Abstract

P-glycoprotein (P-gp) is a drug efflux pump in many organs, including the intestine and liver. Two single nucleotide polymorphisms (SNPs) of P‐gp gene, 2677G>T and 3435C>T, were reported to influence function and expression of P‐gp and have the controversial effects on drug disposition. Phenytoin is one substrate of P-gp. Persistent low phenytoin levels in plasma and P-gp overexpression in brain in several refractory epilepsy patients were reported. P‐gp polymorphisms may also affect phenytoin efficacy by altering its bioavailability (F). Because two P‐gp SNPs, 2677G>T and 3435C>T, may affect P‐gp expression in tissue, we examined phenytoin disposition in patients of different P-gp haplotypes, G/G2677C/C3435 and T/T2677T/T3435. We found that the mean absolute F of phenytoin in T/T2677T/T3435 subjects (91%) is slightly higher than in G/G2677C/C3435 subjects (82%).
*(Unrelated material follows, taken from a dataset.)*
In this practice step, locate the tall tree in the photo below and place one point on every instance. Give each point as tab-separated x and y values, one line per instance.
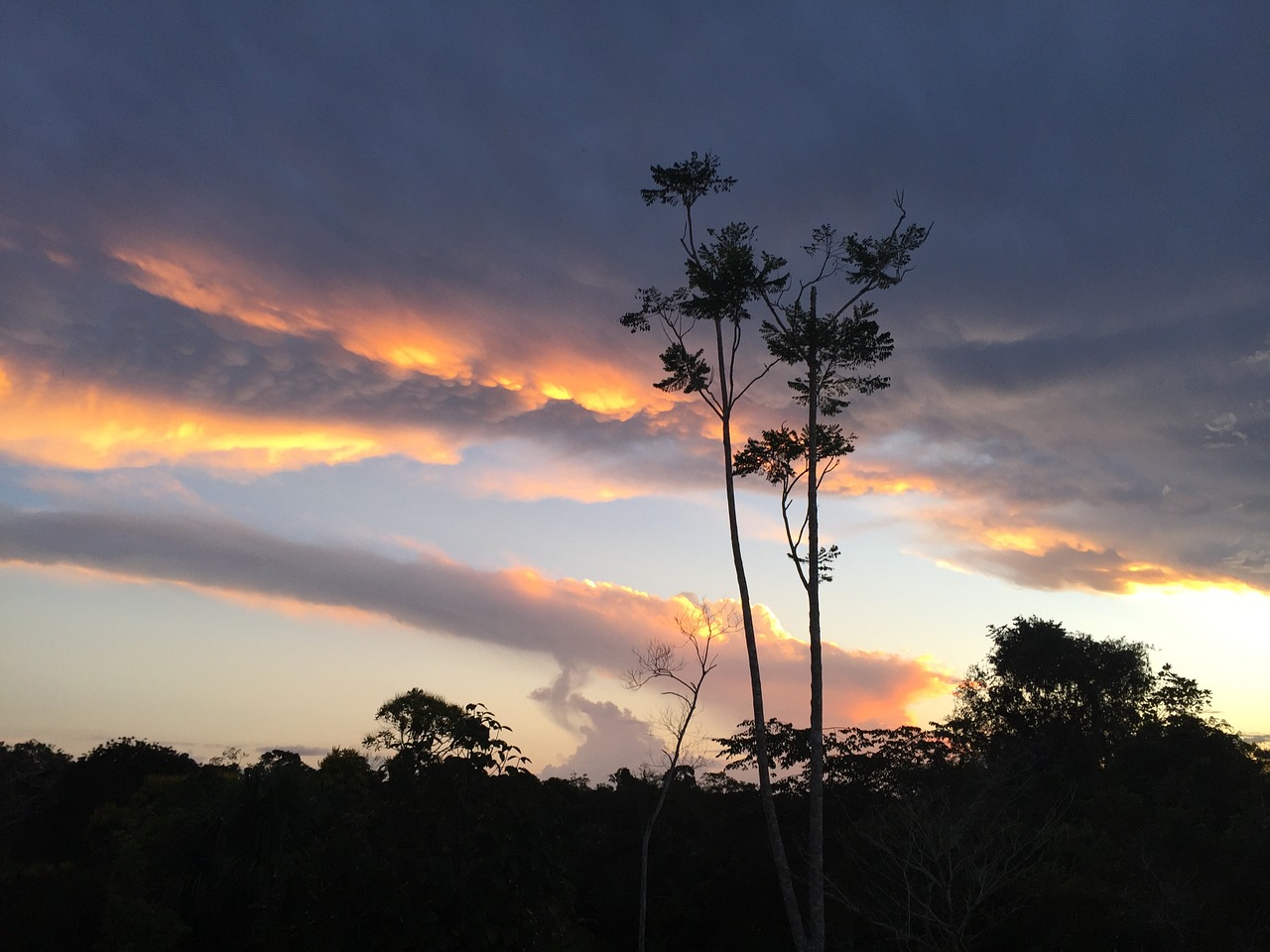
663	662
833	352
724	277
There was no difference in the maximum concentration (Cmax) and the area under the serum concentration–time curve of phenytoin administered orally between two genotypic groups. However, the time of maximum concentration was higher in T/T2677T/T3435 subjects (10 h) than in G/G2677C/C3435 subjects (6 h). The study ruled out the possibility that genetic polymorphisms of P-gp may affect phenytoin efficacy through the decreased absorption or the increased elimination. P-gp SNPs could affect phenytoin efficacy in refractory epilepsy patients probably because of central nervous system.